The New Zealand dollar tumbled about US1c after US Federal Reserve chair Janet Yellen indicated higher US interest rates are coming, and was more upbeat about the state of the world's biggest economy.
The kiwi was trading at US76.88c yesterday morning, down from US77.90c before Yellen's press conference after traders initially thought the Federal Open Market Committee implied rates would stay low for a considerable time.
By 5pm yesterday the kiwi had regained some ground and was trading at US77.13c.
Yellen told reporters in Washington the central bank probably won't hike interest rates in the next two meetings, but does want to move to a more normal monetary policy setting after running the federal funds interest rate in a range of between zero and 0.25 per cent since the financial crisis in 2008.
The Fed expects to lift rates provided the US retains its economic momentum and plunging oil prices don't stifle inflation too much, though Yellen said she anticipated monetary policy would remain accommodative for some time.
"Pretty much all the FOMC members believe rate hikes will start next year," said Michael Johnston, senior dealer at HiFX in Auckland. "The path of least resistance for the kiwi is certainly lower, and that's probably going to continue.
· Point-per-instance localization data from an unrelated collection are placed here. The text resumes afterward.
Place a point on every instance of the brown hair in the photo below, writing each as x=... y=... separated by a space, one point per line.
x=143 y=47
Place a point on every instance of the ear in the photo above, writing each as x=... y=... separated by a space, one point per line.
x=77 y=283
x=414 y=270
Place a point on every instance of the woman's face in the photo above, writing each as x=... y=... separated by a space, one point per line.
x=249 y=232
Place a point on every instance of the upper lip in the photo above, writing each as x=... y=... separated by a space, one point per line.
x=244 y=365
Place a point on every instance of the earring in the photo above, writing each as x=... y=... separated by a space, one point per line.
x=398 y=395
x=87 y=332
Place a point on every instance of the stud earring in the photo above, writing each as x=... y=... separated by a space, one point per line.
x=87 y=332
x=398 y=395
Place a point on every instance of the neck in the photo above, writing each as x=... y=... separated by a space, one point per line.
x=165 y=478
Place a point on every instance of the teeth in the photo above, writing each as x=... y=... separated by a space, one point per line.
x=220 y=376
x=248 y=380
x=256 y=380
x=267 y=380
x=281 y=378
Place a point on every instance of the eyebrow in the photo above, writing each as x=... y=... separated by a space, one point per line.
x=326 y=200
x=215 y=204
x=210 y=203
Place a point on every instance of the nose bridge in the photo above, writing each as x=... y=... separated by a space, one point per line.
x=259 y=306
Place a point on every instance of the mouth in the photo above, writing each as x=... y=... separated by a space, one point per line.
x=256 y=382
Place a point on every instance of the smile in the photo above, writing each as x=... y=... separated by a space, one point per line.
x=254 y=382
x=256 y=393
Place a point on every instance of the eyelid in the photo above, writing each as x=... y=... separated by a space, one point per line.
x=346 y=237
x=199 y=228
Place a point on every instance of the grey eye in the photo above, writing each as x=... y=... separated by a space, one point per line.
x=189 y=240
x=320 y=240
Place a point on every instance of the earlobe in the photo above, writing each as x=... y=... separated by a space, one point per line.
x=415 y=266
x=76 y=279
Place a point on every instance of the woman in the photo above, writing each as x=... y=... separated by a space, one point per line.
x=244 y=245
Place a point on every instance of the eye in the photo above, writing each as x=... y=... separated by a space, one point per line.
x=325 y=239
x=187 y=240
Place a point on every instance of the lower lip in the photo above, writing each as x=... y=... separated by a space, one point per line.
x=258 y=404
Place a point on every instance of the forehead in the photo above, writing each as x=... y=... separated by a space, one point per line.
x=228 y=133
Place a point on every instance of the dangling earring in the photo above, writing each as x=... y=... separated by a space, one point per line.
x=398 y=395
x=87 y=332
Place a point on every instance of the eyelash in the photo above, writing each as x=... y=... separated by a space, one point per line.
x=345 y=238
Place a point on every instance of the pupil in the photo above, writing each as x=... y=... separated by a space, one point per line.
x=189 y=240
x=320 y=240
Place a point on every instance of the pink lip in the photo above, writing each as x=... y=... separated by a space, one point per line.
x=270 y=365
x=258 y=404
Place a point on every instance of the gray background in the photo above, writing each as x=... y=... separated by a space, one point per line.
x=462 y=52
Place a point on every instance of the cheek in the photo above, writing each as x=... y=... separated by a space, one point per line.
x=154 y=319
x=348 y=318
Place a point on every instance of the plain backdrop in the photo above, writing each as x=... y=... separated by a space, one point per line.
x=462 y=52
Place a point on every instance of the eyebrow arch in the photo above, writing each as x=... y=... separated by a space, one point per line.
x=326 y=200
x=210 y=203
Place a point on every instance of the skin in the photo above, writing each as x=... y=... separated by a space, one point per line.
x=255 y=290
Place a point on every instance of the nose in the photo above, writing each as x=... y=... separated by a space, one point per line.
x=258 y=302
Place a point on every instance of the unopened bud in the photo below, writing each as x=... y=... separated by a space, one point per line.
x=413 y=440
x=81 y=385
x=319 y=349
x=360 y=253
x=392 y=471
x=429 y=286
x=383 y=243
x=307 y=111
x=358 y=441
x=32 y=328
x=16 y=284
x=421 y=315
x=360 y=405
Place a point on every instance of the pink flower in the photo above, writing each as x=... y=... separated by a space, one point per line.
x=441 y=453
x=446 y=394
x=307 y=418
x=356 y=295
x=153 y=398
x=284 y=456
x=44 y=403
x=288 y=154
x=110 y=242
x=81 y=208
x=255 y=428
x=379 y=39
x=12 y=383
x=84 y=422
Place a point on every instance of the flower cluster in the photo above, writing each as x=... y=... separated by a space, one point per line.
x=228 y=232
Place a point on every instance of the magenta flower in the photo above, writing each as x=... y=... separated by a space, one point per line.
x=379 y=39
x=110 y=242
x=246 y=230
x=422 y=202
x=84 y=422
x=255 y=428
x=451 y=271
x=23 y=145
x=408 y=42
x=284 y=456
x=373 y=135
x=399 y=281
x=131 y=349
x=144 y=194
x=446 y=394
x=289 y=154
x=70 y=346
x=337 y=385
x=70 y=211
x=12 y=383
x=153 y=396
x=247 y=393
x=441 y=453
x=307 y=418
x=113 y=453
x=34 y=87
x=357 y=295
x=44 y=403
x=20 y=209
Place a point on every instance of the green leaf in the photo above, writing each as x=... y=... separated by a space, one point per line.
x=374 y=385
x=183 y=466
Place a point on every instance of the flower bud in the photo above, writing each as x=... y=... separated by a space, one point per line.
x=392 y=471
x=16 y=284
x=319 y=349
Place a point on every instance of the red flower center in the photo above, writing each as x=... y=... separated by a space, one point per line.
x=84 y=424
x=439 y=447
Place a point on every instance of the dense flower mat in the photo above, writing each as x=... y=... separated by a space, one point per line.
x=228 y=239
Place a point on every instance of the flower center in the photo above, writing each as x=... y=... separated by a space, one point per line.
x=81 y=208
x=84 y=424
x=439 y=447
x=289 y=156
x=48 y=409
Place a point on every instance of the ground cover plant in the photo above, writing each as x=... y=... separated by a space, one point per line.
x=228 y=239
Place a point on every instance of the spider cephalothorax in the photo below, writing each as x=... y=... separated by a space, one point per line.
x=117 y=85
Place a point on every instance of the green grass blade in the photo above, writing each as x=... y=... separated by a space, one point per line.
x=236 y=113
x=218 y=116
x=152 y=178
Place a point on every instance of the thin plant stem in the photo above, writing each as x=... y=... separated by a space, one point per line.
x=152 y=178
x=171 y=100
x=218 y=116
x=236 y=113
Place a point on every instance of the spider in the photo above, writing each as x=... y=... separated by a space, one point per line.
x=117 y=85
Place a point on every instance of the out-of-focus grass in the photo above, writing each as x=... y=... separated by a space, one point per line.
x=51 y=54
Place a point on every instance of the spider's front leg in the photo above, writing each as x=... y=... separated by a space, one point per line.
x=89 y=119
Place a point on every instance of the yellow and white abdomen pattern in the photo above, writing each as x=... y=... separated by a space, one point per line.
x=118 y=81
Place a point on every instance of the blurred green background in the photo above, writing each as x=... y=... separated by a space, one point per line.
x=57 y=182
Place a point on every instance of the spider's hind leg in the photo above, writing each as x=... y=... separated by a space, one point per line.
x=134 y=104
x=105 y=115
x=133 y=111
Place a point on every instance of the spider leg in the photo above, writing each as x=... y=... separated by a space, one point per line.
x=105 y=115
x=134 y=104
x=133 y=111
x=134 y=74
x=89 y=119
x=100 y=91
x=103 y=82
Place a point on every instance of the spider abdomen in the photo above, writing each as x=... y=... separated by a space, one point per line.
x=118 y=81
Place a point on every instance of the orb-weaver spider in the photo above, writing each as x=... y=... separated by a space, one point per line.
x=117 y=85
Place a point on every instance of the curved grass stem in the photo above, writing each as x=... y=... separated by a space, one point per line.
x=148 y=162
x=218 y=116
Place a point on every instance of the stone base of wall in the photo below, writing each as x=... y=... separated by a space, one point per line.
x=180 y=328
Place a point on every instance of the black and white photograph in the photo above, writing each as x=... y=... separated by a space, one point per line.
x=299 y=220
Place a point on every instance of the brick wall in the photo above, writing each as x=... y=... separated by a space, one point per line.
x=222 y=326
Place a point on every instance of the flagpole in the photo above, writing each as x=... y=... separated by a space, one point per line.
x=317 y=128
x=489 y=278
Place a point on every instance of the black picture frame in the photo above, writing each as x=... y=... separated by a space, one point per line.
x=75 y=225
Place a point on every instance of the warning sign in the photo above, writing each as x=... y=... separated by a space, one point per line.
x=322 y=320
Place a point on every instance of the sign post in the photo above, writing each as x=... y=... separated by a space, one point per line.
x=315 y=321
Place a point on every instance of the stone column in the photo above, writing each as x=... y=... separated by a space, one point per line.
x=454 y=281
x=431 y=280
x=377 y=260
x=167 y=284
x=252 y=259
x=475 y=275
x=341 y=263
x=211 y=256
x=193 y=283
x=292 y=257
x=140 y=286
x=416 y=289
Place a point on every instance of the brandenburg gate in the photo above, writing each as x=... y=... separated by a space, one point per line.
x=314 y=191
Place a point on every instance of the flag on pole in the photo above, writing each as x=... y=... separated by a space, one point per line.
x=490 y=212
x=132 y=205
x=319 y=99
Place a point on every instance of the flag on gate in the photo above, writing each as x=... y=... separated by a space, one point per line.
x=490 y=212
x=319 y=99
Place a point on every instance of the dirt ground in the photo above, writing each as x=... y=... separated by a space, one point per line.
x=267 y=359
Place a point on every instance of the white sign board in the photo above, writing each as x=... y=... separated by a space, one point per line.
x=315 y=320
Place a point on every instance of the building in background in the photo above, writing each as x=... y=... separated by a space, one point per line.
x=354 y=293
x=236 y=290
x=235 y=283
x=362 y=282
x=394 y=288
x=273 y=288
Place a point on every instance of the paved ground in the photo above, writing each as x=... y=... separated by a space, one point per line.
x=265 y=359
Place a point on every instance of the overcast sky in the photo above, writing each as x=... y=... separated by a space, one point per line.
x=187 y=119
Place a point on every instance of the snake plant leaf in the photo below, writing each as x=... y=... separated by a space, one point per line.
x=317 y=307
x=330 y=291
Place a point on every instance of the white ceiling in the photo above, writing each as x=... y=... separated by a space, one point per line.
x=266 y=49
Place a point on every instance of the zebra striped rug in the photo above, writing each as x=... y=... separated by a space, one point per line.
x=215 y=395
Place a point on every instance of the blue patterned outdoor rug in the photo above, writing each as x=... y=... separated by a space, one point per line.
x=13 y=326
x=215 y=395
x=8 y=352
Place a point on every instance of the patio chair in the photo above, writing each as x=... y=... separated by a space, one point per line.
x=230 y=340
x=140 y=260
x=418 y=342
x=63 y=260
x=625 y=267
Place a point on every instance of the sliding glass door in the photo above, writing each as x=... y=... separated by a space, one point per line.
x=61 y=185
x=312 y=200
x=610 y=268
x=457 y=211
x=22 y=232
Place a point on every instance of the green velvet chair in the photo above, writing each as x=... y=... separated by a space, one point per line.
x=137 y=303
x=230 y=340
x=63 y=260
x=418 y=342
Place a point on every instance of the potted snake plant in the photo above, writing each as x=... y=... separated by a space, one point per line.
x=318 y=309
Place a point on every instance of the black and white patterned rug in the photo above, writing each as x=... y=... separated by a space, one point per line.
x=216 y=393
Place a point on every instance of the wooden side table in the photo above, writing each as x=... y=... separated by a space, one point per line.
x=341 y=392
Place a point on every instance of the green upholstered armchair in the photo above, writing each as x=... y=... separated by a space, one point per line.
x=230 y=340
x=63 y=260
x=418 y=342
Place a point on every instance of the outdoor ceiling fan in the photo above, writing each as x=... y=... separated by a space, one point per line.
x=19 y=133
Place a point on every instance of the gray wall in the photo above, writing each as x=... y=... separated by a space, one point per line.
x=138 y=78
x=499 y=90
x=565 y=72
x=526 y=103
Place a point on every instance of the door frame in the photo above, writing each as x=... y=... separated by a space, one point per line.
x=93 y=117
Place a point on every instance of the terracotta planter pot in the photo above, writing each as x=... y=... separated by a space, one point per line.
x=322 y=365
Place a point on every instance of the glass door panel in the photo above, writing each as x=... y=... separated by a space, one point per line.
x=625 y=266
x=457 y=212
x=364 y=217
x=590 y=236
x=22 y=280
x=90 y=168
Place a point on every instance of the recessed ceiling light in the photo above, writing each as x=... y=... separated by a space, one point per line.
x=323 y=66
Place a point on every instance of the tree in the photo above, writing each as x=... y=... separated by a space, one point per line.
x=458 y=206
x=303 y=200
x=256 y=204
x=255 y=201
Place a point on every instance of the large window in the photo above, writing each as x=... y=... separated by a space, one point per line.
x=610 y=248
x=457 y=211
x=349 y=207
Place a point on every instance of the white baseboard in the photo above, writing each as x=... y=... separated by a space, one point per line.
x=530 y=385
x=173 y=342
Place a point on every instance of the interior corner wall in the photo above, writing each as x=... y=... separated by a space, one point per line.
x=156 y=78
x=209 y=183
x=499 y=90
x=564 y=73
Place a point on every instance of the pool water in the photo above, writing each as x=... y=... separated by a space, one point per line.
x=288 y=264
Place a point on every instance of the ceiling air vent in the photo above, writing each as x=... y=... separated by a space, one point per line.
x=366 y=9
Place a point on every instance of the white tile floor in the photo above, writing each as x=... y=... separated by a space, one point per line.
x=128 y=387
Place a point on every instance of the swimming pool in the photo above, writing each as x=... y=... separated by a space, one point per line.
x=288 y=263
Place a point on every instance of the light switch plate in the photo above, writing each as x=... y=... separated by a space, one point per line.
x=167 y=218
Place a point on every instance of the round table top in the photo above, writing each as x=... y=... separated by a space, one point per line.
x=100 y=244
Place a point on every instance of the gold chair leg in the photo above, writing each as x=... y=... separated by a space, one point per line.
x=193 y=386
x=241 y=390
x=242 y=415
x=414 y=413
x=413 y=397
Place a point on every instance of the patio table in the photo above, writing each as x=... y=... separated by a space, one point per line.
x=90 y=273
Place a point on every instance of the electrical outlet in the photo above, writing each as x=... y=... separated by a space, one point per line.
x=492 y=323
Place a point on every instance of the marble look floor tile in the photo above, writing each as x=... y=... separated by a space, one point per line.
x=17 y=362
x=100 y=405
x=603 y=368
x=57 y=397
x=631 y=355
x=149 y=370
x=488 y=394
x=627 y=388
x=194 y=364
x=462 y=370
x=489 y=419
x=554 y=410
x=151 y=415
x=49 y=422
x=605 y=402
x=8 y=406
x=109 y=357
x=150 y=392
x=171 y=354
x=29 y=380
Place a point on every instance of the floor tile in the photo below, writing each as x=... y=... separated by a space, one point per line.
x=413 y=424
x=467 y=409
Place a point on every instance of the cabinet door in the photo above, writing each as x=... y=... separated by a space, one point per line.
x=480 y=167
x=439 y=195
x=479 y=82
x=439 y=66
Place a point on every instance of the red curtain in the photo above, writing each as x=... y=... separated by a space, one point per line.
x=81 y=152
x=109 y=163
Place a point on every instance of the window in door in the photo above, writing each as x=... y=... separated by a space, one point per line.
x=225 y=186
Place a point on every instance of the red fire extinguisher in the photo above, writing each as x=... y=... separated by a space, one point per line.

I wouldn't be surprised in the next months if it goes under 70c."
Before Yellen's conference traders were confused by the FOMC's tweaked statement, which dropped the expectation for rates to stay low for a "considerable time", instead saying it will "be patient in beginning to normalise the stance of monetary policy".
The US dollar has been a favourite among traders since mid-year in the anticipation of higher interest rates.
Stuart Ive, senior dealer foreign exchange at OMF in Wellington, said the Fed was "clearly considering" raising rates, though it would be data-dependent, and was upbeat on the economic outlook for the US, particularly in the labour market.